Manolakos noted that cutting the police budget, as he suggested in his opening remarks, could make funds available for affordable housing efforts.
The Police Department budget was on the mind of an audience member who asked whether the candidates would consider reducing the local police presence to nighttime and event coverage, instead using county deputies during the day as well as the county dispatch for emergency calls.
While most of the candidates agreed that the police budget needs cutting, only Stokes expressed interest in considering the suggestion.
“I don’t think we want to be close-minded,” Stokes said. “I saw the faces of the crowd” registering displeasure as the question was read. But at the same time, it’s important, he said, “to do our due diligence, to take it under consideration. Not to totally dismiss something that does not seem palatable to us.”
Manolakos said he would consider cutting personnel, but wouldn’t go so far as to replace officers with county deputies, which he said would “be worse.”
For Kreeger, the police budget is a matter of values. “I’m in support of having a budget that reflects how we want to live together,” she said. “I’m in favor of local policing and relationship building.
Housh expressed his support for community policing and the local department. “I believe the community is dedicated to creating model policing,” he said, which includes good training.
Cruz suggested cutting the budget by “buying less toys,” and she described the local dispatch as a valuable community resource.

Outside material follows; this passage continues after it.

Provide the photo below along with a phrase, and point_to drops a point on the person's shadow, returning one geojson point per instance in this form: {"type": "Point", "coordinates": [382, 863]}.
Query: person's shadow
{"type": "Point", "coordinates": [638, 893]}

An audience member’s question about infrastructure construction to the so-called CBE property on the west edge of town, despite a community referendum three years ago against spending money to develop the land when it was owned by the Community Resources group, elicited a variety of responses. (Community Resources has since transferred the property to the Village.)
Stokes, who previously stated that he supports development on the property, said that he understood the referendum as reflecting the community’s desire “not to spend public money for a [then] profit enterprise.
Now that the Village owns the land, he sees a clear opportunity for economic growth. “If we want to bring in new business, it’s not going to be across the street from Current Cuisine,” he said.
Turner agreed that “it’s a good place for business.”
Housh said that he thought “many people had different perspectives on what they were voting for” with the referendum, which has complicated the issue. For his part, he felt the Village had stayed true to the community vote. “The extension of utilities was because we had a grant … and the engineering study was so Cresco [a medical marijuana company interested in building a facility there] can build a road.”
Manolakos, who said he had served on a committee that included Cruz to assess the original proposal, added that the argument against the enterprise “has been vindicated. … It was too risky a proposition. There were no firm commitments from buyers.” The recent infrastructure work, he added, “was not necessarily against the referendum.”
Kreeger agreed that “for that land to serve the Village, some infrastructure had to go in.” She also noted that she heard, within the audience member’s concern, “a question about process.”
Some community members had expressed distress and a sense of being left out when the infrastructure work was announced.
“The most important thing I can do is communicate actively about decisions that are coming up,” Kreeger said.